Fernando J. Garcia Echegoyen

Marea 19 Naufragio, muerte y misterio, un amargo descubrimiento

Apenas a doce metros de profundidad en el banco de la Media Luna duerme el Valbanera. Su palo emergido daba cuenta del desastre producido la noche del 9 de septiembre de 1919. Su ruinoso casco, era ya la tumba de cuatrocientas ochenta y ocho vidas. Las mismas vidas que buscaban un futuro mejor emigrando a las Américas

O dijimos al salir de Barcelona aquel diez de agosto de 1919. Lo dijeron los que no quisieron embarcarse por temor a una tripulación inexperta. Lo repitieron los hombres y mujeres que despidieron al pasaje en aquellos puertos españoles. Y lo repetí yo siendo una niña mientras pataleaba en el suelo del muelle sin querer embarcar en aquel hermoso buque que cruzaba el atlántico.

Tejidos, frutos secos y aceitunas junto a hermosos paños amortajan a sus victimas, mientras el nombre de la virgen extremeña marcado en su vientre, se oxida con el húmedo salitre. Y le veo en los cayos de Florida volcado sobre su costado de estribor y oigo el guanche canario rebotando entre las arenas movedizas. Entonces recuerdo frágilmente, aquel día en que en las Palmas, agarrada fuertemente a mi madre y a mis hermanos, lloré amargamente por no querer subir a ese barco. Su oscuro aspecto y su lánguida figura sobre el muelle. La triste apariencia de su capitán, en cuyos ojos parecía asomarse la premonición de la muerte, me asustaba.

Y si a rastras consiguió mi buena madre subirme aquel navío, algo debió inquietarle de ese llanto. Algo debió conmoverle de mi retahíla incesante, que antes de llegar a nuestro destino, desembarcamos en Santiago de Cuba.

No hubo pasajero que dudará en seguir nuestros pasos y continuar su viaje hacía la Habana.

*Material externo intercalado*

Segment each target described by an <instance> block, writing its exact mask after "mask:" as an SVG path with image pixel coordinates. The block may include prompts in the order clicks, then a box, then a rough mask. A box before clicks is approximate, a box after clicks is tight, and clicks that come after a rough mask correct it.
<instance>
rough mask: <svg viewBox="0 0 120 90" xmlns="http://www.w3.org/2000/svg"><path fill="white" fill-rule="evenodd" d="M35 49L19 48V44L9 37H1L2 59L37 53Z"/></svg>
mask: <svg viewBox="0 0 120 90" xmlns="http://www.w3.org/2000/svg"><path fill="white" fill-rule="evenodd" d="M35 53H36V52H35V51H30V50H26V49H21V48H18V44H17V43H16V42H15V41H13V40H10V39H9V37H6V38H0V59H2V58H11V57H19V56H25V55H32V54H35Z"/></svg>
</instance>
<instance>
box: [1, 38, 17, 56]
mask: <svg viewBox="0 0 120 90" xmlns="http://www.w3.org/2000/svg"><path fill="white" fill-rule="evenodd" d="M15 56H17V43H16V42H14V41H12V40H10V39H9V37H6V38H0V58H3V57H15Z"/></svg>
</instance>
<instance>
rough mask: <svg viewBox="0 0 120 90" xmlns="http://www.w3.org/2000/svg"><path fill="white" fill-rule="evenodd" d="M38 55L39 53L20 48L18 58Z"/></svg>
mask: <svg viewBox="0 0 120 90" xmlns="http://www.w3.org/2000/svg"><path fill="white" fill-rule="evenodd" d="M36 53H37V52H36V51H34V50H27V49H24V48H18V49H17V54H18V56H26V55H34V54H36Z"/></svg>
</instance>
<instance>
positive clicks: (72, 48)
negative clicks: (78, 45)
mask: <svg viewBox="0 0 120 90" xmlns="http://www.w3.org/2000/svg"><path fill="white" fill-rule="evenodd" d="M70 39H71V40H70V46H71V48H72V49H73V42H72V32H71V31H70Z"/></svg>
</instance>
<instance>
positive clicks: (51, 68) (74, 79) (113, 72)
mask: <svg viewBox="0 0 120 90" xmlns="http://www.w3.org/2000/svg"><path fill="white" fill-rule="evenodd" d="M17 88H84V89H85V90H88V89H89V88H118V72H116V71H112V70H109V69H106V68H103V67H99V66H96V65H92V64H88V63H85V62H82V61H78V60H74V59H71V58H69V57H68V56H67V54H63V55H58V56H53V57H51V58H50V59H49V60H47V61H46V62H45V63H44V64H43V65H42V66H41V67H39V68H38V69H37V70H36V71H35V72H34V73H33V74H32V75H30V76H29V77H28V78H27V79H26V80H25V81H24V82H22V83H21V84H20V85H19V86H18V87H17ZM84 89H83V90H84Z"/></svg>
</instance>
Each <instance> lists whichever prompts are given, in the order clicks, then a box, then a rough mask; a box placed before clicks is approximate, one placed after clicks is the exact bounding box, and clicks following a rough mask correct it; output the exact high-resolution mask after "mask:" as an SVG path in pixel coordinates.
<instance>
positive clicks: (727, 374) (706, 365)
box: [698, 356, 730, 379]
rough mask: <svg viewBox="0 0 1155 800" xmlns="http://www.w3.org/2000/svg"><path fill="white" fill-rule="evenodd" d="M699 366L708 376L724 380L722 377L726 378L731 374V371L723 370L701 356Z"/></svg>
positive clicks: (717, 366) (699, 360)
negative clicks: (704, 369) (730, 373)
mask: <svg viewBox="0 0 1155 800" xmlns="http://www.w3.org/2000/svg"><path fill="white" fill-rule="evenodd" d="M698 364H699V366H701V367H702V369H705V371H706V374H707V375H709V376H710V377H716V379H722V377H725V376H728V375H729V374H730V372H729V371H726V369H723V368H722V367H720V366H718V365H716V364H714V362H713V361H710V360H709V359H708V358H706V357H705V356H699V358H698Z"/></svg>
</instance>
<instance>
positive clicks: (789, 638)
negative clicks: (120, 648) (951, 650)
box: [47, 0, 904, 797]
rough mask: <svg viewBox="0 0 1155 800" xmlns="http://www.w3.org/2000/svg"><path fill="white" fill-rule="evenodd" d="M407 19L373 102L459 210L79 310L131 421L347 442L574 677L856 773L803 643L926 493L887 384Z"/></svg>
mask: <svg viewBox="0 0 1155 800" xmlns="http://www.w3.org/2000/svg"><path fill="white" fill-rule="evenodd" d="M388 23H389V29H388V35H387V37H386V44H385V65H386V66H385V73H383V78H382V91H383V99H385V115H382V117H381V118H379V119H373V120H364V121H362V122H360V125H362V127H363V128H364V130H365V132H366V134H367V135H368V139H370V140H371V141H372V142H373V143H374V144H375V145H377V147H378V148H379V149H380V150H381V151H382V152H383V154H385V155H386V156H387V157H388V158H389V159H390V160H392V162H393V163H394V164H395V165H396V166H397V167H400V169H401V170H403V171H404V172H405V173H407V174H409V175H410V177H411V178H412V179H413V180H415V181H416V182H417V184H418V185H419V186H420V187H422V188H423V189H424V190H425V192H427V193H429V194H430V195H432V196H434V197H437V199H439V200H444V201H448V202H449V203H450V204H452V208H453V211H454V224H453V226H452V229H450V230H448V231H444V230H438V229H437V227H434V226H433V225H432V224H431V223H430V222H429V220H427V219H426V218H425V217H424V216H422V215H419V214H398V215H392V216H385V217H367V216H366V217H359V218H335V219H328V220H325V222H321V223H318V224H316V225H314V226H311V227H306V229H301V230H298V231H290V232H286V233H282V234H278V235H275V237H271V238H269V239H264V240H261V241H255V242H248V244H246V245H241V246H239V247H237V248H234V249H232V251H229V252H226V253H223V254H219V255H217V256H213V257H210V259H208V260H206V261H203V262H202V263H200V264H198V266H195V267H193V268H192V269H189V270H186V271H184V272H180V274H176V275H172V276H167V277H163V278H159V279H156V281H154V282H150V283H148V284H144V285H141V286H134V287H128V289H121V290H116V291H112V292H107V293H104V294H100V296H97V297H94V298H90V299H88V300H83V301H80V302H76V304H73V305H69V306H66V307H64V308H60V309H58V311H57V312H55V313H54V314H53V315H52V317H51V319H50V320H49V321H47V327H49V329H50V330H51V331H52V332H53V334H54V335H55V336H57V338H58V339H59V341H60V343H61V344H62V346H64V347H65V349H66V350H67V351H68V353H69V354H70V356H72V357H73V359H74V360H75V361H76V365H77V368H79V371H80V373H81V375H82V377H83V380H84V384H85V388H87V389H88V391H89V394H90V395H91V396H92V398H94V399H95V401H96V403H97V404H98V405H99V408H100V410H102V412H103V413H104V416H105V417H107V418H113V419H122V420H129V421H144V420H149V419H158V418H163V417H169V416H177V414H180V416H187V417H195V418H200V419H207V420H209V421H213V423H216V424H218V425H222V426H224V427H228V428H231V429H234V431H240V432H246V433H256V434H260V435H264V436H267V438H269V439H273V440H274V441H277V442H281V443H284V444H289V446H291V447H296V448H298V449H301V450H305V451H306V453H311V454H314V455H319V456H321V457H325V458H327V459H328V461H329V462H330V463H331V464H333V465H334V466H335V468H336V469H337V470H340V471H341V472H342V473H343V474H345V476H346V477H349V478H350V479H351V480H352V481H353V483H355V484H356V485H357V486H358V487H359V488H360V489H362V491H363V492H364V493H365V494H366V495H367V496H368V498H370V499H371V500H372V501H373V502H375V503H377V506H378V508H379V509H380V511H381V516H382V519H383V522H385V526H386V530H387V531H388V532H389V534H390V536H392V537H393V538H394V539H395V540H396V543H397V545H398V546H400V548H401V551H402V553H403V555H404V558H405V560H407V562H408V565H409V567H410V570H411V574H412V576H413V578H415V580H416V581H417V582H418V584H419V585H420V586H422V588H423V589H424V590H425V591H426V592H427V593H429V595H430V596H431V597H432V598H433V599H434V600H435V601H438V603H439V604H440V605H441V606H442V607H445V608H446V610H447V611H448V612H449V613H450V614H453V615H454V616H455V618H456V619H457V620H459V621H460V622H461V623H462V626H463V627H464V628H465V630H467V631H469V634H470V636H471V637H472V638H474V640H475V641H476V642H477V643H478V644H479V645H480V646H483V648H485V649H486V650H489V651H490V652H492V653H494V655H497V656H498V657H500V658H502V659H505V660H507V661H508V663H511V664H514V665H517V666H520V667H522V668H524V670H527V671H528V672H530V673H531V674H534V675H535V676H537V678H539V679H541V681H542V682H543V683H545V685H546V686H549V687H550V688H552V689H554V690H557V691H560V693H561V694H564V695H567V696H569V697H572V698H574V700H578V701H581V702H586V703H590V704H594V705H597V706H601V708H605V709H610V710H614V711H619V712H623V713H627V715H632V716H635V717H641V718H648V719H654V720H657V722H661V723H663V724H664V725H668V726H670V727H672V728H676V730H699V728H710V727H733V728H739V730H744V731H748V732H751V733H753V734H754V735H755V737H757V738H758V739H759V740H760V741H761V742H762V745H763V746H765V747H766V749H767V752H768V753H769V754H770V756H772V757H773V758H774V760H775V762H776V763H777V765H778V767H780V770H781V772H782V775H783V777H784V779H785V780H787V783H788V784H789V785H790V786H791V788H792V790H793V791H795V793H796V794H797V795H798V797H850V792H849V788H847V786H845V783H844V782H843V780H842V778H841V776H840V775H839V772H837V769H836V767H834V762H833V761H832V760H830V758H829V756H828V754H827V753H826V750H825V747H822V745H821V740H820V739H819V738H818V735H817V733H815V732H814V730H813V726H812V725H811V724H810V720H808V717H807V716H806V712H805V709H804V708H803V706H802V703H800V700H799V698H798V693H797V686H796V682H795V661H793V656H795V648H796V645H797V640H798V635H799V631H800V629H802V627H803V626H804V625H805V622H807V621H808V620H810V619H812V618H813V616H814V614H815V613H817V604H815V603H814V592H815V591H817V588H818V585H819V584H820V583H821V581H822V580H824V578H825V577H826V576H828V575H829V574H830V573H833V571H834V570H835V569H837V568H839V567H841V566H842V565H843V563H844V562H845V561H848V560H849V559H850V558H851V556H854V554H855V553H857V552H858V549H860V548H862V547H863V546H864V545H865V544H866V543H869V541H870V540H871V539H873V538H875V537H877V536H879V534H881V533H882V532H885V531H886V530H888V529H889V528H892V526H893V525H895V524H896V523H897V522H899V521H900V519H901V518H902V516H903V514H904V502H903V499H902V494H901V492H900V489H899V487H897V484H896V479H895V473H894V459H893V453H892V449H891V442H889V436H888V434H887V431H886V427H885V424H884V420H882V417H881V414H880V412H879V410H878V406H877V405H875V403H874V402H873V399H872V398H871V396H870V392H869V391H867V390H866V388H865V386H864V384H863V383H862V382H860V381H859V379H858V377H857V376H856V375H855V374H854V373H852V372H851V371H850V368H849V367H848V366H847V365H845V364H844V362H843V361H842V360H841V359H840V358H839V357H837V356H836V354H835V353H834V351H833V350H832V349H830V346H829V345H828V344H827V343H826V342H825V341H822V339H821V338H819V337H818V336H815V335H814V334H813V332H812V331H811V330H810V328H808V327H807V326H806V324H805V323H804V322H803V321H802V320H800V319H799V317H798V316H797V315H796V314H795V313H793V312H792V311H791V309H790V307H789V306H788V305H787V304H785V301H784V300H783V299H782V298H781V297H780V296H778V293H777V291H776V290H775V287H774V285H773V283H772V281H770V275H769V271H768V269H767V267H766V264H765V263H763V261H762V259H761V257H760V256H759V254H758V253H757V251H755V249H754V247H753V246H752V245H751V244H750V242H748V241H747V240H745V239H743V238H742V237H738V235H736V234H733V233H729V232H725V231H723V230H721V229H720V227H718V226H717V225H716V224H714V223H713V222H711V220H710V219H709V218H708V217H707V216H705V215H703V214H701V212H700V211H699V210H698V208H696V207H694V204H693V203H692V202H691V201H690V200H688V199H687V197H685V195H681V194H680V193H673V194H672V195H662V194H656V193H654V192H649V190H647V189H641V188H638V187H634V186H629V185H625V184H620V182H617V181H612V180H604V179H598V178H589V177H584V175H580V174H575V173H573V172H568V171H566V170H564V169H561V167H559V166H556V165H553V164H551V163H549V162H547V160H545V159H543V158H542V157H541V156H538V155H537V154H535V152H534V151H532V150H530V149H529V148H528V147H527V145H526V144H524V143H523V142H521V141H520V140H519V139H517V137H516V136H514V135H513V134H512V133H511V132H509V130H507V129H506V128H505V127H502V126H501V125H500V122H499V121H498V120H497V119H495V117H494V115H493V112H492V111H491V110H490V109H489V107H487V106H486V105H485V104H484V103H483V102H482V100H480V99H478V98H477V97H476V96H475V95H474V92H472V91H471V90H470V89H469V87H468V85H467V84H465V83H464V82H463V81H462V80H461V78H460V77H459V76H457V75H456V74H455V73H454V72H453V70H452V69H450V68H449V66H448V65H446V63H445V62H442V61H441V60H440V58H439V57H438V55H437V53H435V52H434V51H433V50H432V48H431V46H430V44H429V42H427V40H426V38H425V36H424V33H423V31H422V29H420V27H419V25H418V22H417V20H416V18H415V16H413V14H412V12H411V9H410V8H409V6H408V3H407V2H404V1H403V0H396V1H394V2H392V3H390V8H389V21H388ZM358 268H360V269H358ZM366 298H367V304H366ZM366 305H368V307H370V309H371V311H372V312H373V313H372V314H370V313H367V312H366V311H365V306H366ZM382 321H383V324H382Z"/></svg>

Ni hubo tripulante que no se preguntara, que oscuros designios aguardaban a un barco cuyos ocupantes a pesar de tener pagado el viaje hasta el punto final de su destino, abandonaban el barco.

Que tristes presagios, acompañarían a aquel ancla perdida en el lodo de la Palma, como que tristes marinos que estrenaban su paseo en el navío ya no desembarcarían nunca.

Yo sentí el miedo de quien espera cerca a la muerte. Y por más que todos animaban a aquella Anita menuda que tiritaba de miedo bajo la toldilla de cubierta, yo sospeche que la fuerza de un viento poblado de luces azules, tragaría a nuestro barco. Y mientras subía una de las escalas del buque, mis pequeños pies de entonces, se empecinaban en retomar la tierra como único modo de sostenerme.

Y ocurrió que muchos, avisados por los hados, atravesamos la isla por tierra mientras, que lo abandonados por la suerte, se adentraron en un huracán inmenso que azotaba las costas caribeñas.

Sin práctico que pudiera auxiliarle en las maniobras de entrada a puerto por la fuerza del temporal, el Valbanera intento capear el duro huracán desde las aguas. Y entonces, aquellos rudos muchachos que acompasaban las olas con canciones que hablaban de hambre y pobreza. Aquellos hombres de caras tristes y enjutas que intentaban consolar mi llanto, dejaron de sufrir el silencio y el abandono. Ya no padecerán nunca más el hacinamiento de esos barcos, ni asfixiaran sus cansados pulmones y sus tullidos cuerpos. Y la terrible gripe española que surca los confines de la tierra, no se cebara nunca más, con esos muchachos de cuerpos ligeros que de un modo o de otro compartirían sus últimos días con las aguas marinas. O tirados muertos por la borda, o ahogados y enterrados en aquellas arenas que inexorablemente todo lo ocultan.

Tristes leyendas recorrerán la tierra, mientras el recuerdo de aquellos emigrantes, que dejaron los sueños en las burbujas del océano, se olvida para siempre. Dicen, que ningún bote fue arriado, y que ningún cadáver apareció por las orillas azules de las islas caribeñas. Augurios de ancestros y habitantes de los mares, que borro toda huella de batalla contra las tempestades. Y que así, de ese modo tajante y brutal, corrió un tupido velo para que todos ellos descansen en la paz eterna de los mares.